NCLAT Holds Refundable Fund Infusion as Financial Debt Under IBC Even Without Interest, Where Transaction Reflects Time Value of Money
- REEDLAW

- Jun 1
- 3 min read

The NCLAT held that a refundable fund infusion qualifies as financial debt under the IBC, even without interest, where the transaction reflects the time value of money.
The National Company Law Appellate Tribunal (NCLAT), Principal Bench, comprising Justice Ashok Bhushan (Chairperson) and Mr. Barun Mitra (Technical Member), held that a disbursal of funds—though lacking an explicit interest clause—qualifies as "financial debt" under Section 5(8) of the Insolvency and Bankruptcy Code (IBC) if it is refundable and carries the commercial effect of borrowing. Indicators such as the provision of collateral, commission structure, and economic benefit were considered sufficient to establish the time value of money. Consequently, the Appellant was recognised as a financial creditor, and the matter was remanded to the Adjudicating Authority for the determination of actual default.

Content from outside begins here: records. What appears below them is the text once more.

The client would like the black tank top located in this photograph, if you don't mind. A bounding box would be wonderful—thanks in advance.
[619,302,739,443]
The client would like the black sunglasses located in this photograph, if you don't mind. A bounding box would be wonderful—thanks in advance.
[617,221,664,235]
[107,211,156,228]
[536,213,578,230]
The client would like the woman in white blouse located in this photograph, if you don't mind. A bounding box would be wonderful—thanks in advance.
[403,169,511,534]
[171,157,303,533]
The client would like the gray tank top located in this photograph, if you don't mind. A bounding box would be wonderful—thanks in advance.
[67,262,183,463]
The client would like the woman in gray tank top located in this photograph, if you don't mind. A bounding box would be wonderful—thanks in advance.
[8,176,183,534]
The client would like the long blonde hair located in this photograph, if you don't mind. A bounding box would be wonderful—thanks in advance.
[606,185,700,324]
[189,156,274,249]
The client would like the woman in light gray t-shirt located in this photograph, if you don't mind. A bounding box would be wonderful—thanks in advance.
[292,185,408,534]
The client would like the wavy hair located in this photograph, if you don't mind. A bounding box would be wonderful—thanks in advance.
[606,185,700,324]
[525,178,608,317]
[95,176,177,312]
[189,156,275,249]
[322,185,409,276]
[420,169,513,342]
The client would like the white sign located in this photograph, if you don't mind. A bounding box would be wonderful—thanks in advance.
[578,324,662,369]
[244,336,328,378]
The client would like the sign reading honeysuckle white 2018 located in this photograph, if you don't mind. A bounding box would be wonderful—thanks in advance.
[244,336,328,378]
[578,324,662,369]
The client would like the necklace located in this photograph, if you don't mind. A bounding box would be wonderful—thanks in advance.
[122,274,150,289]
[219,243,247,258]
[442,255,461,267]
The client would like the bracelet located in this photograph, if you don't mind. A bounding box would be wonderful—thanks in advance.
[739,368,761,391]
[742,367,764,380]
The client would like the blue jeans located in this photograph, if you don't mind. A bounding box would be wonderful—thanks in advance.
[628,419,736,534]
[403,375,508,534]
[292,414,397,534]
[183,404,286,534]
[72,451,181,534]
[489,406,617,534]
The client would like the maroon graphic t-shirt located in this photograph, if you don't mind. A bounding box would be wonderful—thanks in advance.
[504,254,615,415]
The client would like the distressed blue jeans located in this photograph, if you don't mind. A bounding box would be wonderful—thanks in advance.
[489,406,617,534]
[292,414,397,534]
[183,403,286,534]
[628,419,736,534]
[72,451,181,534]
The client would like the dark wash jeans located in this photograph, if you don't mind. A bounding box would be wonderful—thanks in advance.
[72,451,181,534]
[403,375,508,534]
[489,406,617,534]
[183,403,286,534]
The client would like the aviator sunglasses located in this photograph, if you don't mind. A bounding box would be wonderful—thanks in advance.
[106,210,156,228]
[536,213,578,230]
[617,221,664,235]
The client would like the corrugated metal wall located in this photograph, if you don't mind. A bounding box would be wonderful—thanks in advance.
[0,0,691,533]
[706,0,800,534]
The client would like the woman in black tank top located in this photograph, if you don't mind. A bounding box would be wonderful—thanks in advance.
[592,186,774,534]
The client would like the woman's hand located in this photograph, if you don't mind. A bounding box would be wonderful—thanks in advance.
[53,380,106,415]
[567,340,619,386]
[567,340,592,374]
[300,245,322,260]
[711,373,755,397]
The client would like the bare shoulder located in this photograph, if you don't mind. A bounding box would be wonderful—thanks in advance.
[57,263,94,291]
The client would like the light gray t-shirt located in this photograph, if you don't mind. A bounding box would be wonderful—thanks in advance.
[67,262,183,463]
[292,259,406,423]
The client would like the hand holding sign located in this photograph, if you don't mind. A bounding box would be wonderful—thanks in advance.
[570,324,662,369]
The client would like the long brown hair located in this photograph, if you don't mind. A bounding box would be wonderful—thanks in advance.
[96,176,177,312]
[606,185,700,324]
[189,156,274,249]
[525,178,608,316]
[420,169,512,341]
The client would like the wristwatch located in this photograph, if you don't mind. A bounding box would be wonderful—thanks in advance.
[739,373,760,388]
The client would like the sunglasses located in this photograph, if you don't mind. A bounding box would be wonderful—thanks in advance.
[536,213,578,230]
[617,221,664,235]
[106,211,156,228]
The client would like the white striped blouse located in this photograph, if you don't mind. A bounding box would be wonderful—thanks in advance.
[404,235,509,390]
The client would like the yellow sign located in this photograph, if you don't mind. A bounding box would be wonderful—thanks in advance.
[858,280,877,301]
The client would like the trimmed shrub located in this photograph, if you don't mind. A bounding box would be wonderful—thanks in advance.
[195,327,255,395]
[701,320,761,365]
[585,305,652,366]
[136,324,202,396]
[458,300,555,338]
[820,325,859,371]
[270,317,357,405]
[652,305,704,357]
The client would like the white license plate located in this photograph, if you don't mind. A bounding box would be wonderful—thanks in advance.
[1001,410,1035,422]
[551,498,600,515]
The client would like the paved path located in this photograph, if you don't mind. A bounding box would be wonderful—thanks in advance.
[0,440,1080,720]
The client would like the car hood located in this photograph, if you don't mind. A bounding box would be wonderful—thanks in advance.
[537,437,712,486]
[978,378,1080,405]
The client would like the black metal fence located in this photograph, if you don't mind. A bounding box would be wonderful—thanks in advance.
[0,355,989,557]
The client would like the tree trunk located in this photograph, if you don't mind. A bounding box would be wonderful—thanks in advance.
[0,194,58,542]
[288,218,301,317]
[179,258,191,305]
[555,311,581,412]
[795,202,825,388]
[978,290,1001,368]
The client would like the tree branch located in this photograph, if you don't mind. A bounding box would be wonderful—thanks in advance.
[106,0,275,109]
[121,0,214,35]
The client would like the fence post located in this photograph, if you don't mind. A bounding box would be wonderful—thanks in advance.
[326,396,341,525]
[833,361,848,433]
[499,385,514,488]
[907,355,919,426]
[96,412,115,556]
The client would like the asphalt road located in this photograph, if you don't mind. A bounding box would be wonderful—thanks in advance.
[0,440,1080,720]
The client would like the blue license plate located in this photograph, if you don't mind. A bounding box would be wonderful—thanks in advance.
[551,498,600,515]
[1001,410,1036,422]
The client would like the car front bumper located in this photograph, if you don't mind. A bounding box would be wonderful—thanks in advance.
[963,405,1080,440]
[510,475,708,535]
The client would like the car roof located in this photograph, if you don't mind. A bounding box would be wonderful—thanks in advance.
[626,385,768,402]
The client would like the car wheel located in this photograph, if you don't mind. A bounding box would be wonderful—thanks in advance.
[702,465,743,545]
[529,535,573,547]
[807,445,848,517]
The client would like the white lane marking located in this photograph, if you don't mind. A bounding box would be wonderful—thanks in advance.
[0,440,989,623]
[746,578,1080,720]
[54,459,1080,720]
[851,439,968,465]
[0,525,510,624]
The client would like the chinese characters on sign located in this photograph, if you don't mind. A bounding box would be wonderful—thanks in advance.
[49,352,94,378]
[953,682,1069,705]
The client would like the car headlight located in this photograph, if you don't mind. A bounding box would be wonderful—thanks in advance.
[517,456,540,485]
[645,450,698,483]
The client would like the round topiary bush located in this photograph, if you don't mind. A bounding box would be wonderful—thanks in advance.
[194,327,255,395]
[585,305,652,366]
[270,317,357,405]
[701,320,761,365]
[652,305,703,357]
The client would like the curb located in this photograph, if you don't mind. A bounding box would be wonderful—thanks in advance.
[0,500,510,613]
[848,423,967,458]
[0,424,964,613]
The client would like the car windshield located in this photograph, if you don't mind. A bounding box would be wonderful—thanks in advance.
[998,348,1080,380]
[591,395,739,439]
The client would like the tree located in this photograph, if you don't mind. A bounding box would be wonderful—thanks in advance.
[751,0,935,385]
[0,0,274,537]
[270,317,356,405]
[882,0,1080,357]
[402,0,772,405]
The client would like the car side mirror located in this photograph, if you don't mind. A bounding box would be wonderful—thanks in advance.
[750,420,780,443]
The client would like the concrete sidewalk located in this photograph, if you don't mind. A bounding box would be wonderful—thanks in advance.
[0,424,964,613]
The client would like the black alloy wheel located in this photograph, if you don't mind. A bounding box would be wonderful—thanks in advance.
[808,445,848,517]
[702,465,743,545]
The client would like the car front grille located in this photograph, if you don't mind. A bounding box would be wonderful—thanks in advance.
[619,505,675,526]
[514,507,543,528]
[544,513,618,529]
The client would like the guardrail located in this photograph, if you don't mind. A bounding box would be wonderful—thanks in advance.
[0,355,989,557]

In the matter concerning Adhunik Corporation Limited’s appeal under Section 61 of the Insolvency and Bankruptcy Code, 2016, the National Company Law Appellate Tribunal (NCLAT) addressed the core issue of whether the funds infused by the Appellant into Shivam India Limited constituted a “financial debt” under Section 5(8) of the Code. The NCLT, Kolkata Bench, had earlier dismissed the Appellant’s Section 7 application for initiation of Corporate Insolvency Resolution Process (CIRP), holding that the disbursal lacked the requisite characteristics of a financial debt and that the Appellant could not be treated as a financial creditor.
The underlying dispute arose from a Memorandum of Agreement (MoA) dated 23.06.2020, whereunder the Appellant infused ₹27.85 crore into the Respondent, partly in cash and partly through raw material, to restart its non-functional manufacturing unit. This infusion was backed by security in the form of pledged shares and the right to receive commission from sale proceeds. Upon the Respondent’s failure to repay the amount, the Appellant issued a demand notice and subsequently filed a Section 7 application claiming a total default of ₹42.47 crore, inclusive of interest. Meanwhile, the Respondent initiated arbitration proceedings and challenged the maintainability of the insolvency proceedings, alleging that the arrangement was in the nature of a business partnership, not a loan.
The NCLAT, in its decision, examined the nature of the transaction by referring to authoritative precedents including Phoenix Arc Private Limited v. Spade Financial Services Limited and Others, REEDLAW 2021 SC 02501 and Orator Marketing Pvt. Ltd. v. Samtex Desinz Pvt. Ltd., REEDLAW 2021 SC 07562, both of which emphasized that the essential element of a financial debt is the disbursal of money against consideration for time value of money, even if interest is not explicitly stipulated. The Tribunal noted that in the present case, despite the absence of an express interest clause, there were significant indicators of financial debt — the refundability of funds, provision of collateral, sales commission structure, and the economic advantage flowing to the Appellant — which collectively demonstrated the commercial effect of borrowing.
Contrary to the findings of the NCLT, the NCLAT held that the transaction was not merely a business collaboration but had all the trappings of a financial arrangement. The Appellant had infused funds with an expectation of return, and the structure of the MoA supported the conclusion that the disbursal had been made with the commercial effect of a loan. The Tribunal thus concluded that the Appellant was indeed a financial creditor and the disbursal in question amounted to financial debt under the IBC.
However, since the issue of default — whether the debt was due and payable and had actually not been repaid — had not been adjudicated by the NCLT, the NCLAT remanded the matter to the Adjudicating Authority for fresh consideration on this limited point. The appeal was allowed, and the impugned order was set aside, with a direction to the NCLT to re-examine whether a default had occurred, keeping in mind the finding that the Appellant is a financial creditor.
Mr. Ramji Srinivasan, Sr. Advocate with Mr. Anup Kumar, Ms. Pragya Choudhary, Ms. Neha Jaiswal, Ms. Nisha Adhikari, Mr. Arjun Bhatia and Ms. Shefali Munde, Advocates, represented the Appellant.
Mr. Rishav Banerjee, Advocate, appeared for the Respondent.